Executives inflate their own compensation with stock repurchase programs.
Exxon-Mobil and ConocoPhillips reported surging profits last quarter, and both used over half of net income to buy back their own stock in the open market. No extraordinary dividends or bold new re-investment or acquisition programs. Center for American Progress, which has the figures here, points out that the effect—and probable intent—of such programs is to drive up share prices, which makes executive stock options more valuable. Warren Buffett explained and complained about this practice in the 2005 Berkshire Hathaway annual report (at 16).
Too often, executive compensation in the U.S. is ridiculously out of line with performance. That won’t change, moreover, because the deck is stacked against investors when it comes to the CEO’s pay. The upshot is that a mediocre-or-worse CEO – aided by his handpicked VP of human relations and a consultant from the ever-accommodating firm of Ratchet, Ratchet and Bingo – all too often receives gobs of money from an ill-designed compensation arrangement. Take, for instance, ten year, fixed-price options (and who wouldn’t?).
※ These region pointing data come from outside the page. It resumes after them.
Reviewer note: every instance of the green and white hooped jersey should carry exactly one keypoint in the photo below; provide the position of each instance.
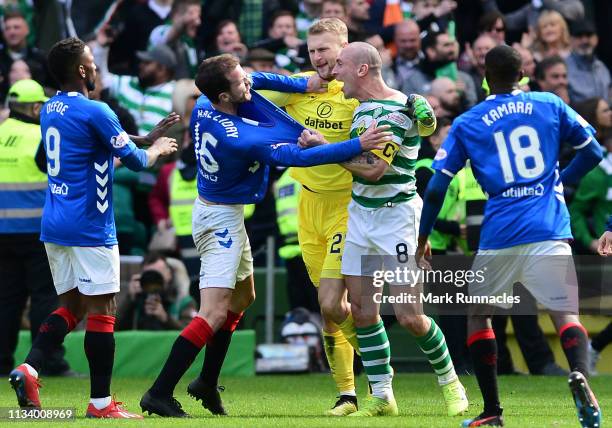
(399, 182)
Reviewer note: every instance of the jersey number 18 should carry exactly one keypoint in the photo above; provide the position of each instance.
(521, 153)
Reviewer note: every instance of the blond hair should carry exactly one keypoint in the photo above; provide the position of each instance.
(329, 25)
(547, 16)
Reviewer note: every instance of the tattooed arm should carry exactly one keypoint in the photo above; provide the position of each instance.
(367, 165)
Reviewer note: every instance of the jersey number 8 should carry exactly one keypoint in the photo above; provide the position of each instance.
(521, 153)
(52, 144)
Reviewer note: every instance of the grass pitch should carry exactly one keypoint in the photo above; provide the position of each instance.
(298, 401)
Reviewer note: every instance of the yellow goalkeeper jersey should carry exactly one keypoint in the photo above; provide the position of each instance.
(331, 114)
If Fred Futile, CEO of Stagnant, Inc., receives a bundle of these – let’s say enough to give him an option on 1% of the company – his self-interest is clear: He should skip dividends entirely and instead use all of the company’s earnings to repurchase stock.
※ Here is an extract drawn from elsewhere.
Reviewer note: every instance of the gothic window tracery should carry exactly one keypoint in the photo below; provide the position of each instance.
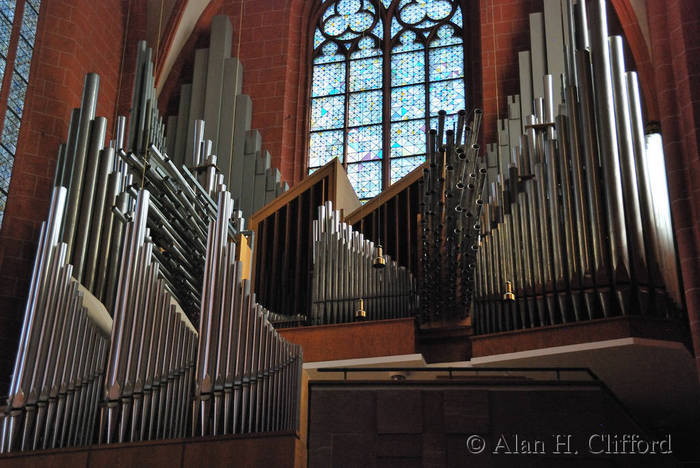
(381, 71)
(18, 22)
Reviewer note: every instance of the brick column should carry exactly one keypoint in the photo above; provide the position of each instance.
(74, 37)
Let’s assume that under Fred’s leadership Stagnant lives up to its name. In each of the ten years after the option grant, it earns $1 billion on $10 billion of net worth, which initially comes to $10 per share on the 100 million shares then outstanding. Fred eschews dividends and regularly uses all earnings to repurchase shares. If the stock constantly sells at ten times earnings per share, it will have appreciated 158% by the end of the option period. That’s because repurchases would reduce the number of shares to 38.7 million by that time, and earnings per share would thereby increase to $25.80. Simply by withholding earnings from owners, Fred gets very rich, making a cool $158 million, despite the business itself improving not at all. Astonishingly, Fred could have made more than $100 million if Stagnant’s earnings had declined by 20% during the ten-year period.
Fred can also get a splendid result for himself by paying no dividends and deploying the earnings he withholds from shareholders into a variety of disappointing projects and acquisitions. Even if these initiatives deliver a paltry 5% return, Fred will still make a bundle. Specifically – with Stagnant’s p/e ratio remaining unchanged at ten – Fred’s option will deliver him $63 million. Meanwhile, his shareholders will wonder what happened to the “alignment of interests” that was supposed to occur when Fred was issued options.
A “normal” dividend policy, of course – one-third of earnings paid out, for example – produces less extreme results but still can provide lush rewards for managers who achieve nothing.
CEOs understand this math and know that every dime paid out in dividends reduces the value of all outstanding options. I’ve never, however, seen this manager-owner conflict referenced in proxy materials that request approval of a fixed-priced option plan. Though CEOs invariably preach internally that capital comes at a cost, they somehow forget to tell shareholders that fixed-price options give them capital that is free.
It doesn’t have to be this way: It’s child’s play for a board to design options that give effect to the automatic build-up in value that occurs when earnings are retained. But – surprise, surprise – options of that kind are almost never issued. Indeed, the very thought of options with strike prices that are adjusted for retained earnings seems foreign to compensation “experts,” who are nevertheless encyclopedic about every management-friendly plan that exists. (“Whose bread I eat, his song I sing.”)
Getting fired can produce a particularly bountiful payday for a CEO. Indeed, he can “earn” more in that single day, while cleaning out his desk, than an American worker earns in a lifetime of cleaning toilets. Forget the old maxim about nothing succeeding like success: Today, in the executive suite, the all-too-prevalent rule is that nothing succeeds like failure.